Krantz’s Wellesley may have been a prudish place, governed by the rules of conservative society—in the novel, an overwhelming majority of Teddy’s class remained virgins until their marriages. Teddy, whose lust for life proves too irrepressible for Wellesley’s rules, goes to New York and becomes a model. (It is Krantz, after all.) But she still finds a place for herself in an environment that encourages women to be smart as well as to enjoy the attentions of men, and she credits the College: “At Wellesley, Teddy had at last found the miraculous arena where it was acceptable to be different.”
In more recent fiction, the wildly successful coming-of-age novel Kinflicks by Lisa Alther ’66 was published in 1976. Its protagonist, Virginia “Ginny” Babcock Bliss, attends Worthley College; details about her academic life, professors, friends, and rivals will sound very familiar to many Wellesley graduates. And there’s a lot of sex, in every iteration possible, all presented as part of Ginny’s exploration of self, sexual identity, and the place of women in the world in that era. Alther was friends with Nobel laureate Doris Lessing and the Sufi mystic Idries Shah; Lessing helped get Kinflicks published by Knopf, and Alther reviewed several of Shah’s books.
Wellesley writers are well-represented in genre fiction, too, with Wellesley showing up in spy and crime fiction.
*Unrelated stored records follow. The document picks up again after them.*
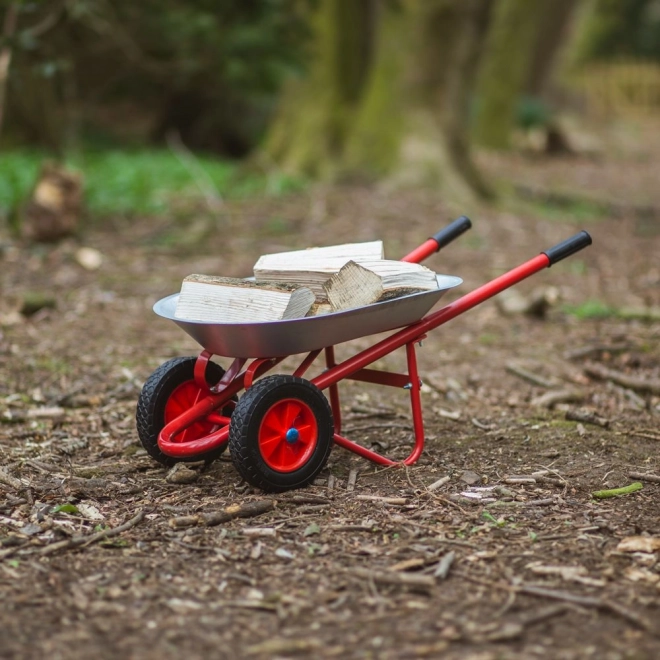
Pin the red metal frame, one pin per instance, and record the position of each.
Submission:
(354, 368)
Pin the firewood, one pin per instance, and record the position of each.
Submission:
(367, 282)
(55, 205)
(313, 267)
(229, 300)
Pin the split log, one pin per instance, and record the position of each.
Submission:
(230, 300)
(314, 266)
(54, 208)
(367, 282)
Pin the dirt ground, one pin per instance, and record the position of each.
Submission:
(510, 558)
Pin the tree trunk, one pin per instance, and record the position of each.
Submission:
(308, 134)
(8, 30)
(555, 17)
(505, 69)
(412, 125)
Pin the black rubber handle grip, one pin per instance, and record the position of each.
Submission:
(568, 247)
(452, 231)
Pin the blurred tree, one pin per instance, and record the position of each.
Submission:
(407, 117)
(204, 69)
(554, 19)
(316, 111)
(505, 70)
(621, 28)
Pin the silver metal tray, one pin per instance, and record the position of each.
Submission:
(281, 338)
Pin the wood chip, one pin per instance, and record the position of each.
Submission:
(654, 478)
(552, 398)
(438, 484)
(409, 580)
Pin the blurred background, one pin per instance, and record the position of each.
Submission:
(142, 107)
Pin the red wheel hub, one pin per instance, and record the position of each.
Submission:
(184, 397)
(288, 435)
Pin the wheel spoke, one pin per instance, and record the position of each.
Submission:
(293, 410)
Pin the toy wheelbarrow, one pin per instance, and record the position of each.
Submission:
(281, 430)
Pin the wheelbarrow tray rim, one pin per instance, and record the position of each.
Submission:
(292, 336)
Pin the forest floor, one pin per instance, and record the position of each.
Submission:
(511, 557)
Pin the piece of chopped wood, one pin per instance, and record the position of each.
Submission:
(313, 266)
(410, 580)
(359, 284)
(553, 397)
(246, 510)
(230, 300)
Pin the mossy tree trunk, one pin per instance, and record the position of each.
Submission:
(505, 69)
(555, 18)
(309, 131)
(409, 120)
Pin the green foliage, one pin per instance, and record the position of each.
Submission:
(591, 309)
(137, 182)
(209, 70)
(532, 113)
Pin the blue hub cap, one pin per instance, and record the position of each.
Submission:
(292, 435)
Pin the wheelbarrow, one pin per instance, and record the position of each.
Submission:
(282, 428)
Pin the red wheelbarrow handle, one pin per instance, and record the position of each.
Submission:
(439, 240)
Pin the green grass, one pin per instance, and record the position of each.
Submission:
(591, 309)
(138, 182)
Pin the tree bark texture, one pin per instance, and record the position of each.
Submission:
(505, 70)
(409, 120)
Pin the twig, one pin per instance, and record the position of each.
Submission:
(615, 492)
(552, 398)
(411, 580)
(10, 481)
(584, 601)
(588, 351)
(83, 541)
(247, 510)
(442, 569)
(636, 384)
(587, 417)
(646, 434)
(529, 376)
(437, 484)
(547, 501)
(645, 477)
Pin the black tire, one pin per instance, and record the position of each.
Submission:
(159, 387)
(245, 431)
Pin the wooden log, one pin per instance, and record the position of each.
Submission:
(229, 300)
(314, 266)
(370, 281)
(55, 205)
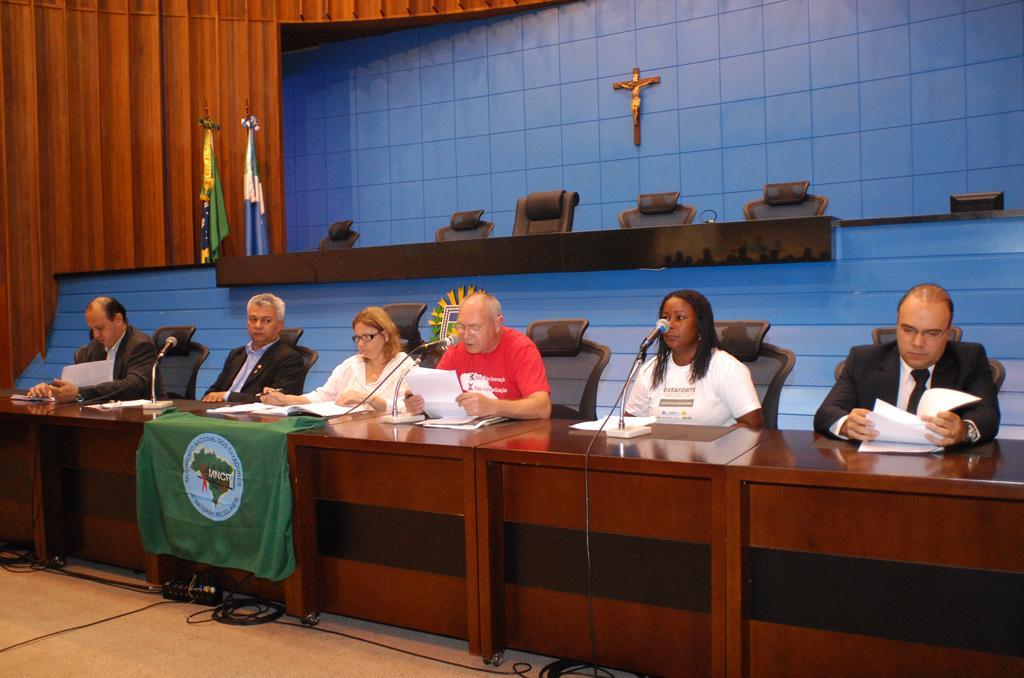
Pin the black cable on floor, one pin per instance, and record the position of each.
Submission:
(569, 668)
(84, 626)
(28, 562)
(517, 669)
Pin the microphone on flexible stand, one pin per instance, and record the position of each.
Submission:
(408, 418)
(154, 404)
(622, 430)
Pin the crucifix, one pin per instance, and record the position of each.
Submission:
(634, 86)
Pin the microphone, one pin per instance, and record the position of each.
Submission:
(154, 404)
(445, 343)
(171, 342)
(659, 329)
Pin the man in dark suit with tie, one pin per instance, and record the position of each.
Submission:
(264, 362)
(132, 351)
(899, 372)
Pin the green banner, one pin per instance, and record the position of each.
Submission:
(217, 492)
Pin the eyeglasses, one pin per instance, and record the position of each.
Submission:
(365, 338)
(468, 329)
(912, 332)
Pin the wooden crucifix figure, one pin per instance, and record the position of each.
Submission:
(634, 86)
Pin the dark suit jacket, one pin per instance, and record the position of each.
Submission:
(281, 368)
(872, 372)
(132, 368)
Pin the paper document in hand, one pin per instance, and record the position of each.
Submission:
(88, 374)
(630, 421)
(117, 405)
(15, 397)
(898, 426)
(462, 423)
(438, 388)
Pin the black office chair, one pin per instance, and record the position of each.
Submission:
(339, 236)
(291, 336)
(887, 334)
(179, 367)
(465, 225)
(545, 212)
(407, 318)
(785, 200)
(769, 365)
(573, 366)
(657, 209)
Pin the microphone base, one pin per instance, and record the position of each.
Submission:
(627, 431)
(402, 419)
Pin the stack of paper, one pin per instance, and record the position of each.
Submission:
(901, 431)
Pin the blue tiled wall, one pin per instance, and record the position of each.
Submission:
(818, 310)
(887, 106)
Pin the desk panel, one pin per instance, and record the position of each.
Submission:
(389, 517)
(888, 564)
(17, 475)
(656, 546)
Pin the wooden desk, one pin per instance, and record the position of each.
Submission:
(387, 512)
(656, 509)
(843, 563)
(18, 474)
(80, 466)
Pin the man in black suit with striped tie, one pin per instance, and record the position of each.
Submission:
(899, 372)
(264, 363)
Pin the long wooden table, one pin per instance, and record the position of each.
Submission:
(715, 551)
(843, 563)
(385, 522)
(657, 545)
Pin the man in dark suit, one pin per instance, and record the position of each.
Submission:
(132, 351)
(264, 362)
(899, 372)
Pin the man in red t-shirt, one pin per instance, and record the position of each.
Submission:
(500, 369)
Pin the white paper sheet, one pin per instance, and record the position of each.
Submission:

In the award-winning Maggie Hope mystery series by Susan Elia MacNeal ’91, the eponymous protagonist is Wellesley ’37. Her Aunt Edith, a British chemistry professor, also finds refuge at Wellesley, one of the few colleges to hire female faculty in the early 20th century. Maggie is raised on the Wellesley campus by her aunt, who is in a “Boston marriage” with another Wellesley professor.
But Wellesley serves as more than just backstory for Maggie or Edith. In the first book in the series, Mr. Churchill’s Secretary, the highest position Maggie is allowed to hold is that of a typist in Winston Churchill’s wartime office. Maggie is very vocal about the lack of opportunities for women and is eager to prove that her abilities are as good as any man’s.
MacNeal explains this aspect of Maggie’s psychology: “I attribute much of Maggie’s feminist thinking and advocacy for women to her Wellesley education and influence.” MacNeal’s books also deliver the clear message that Wellesley women are always ahead of their time, but that society is not always ready for their excellence.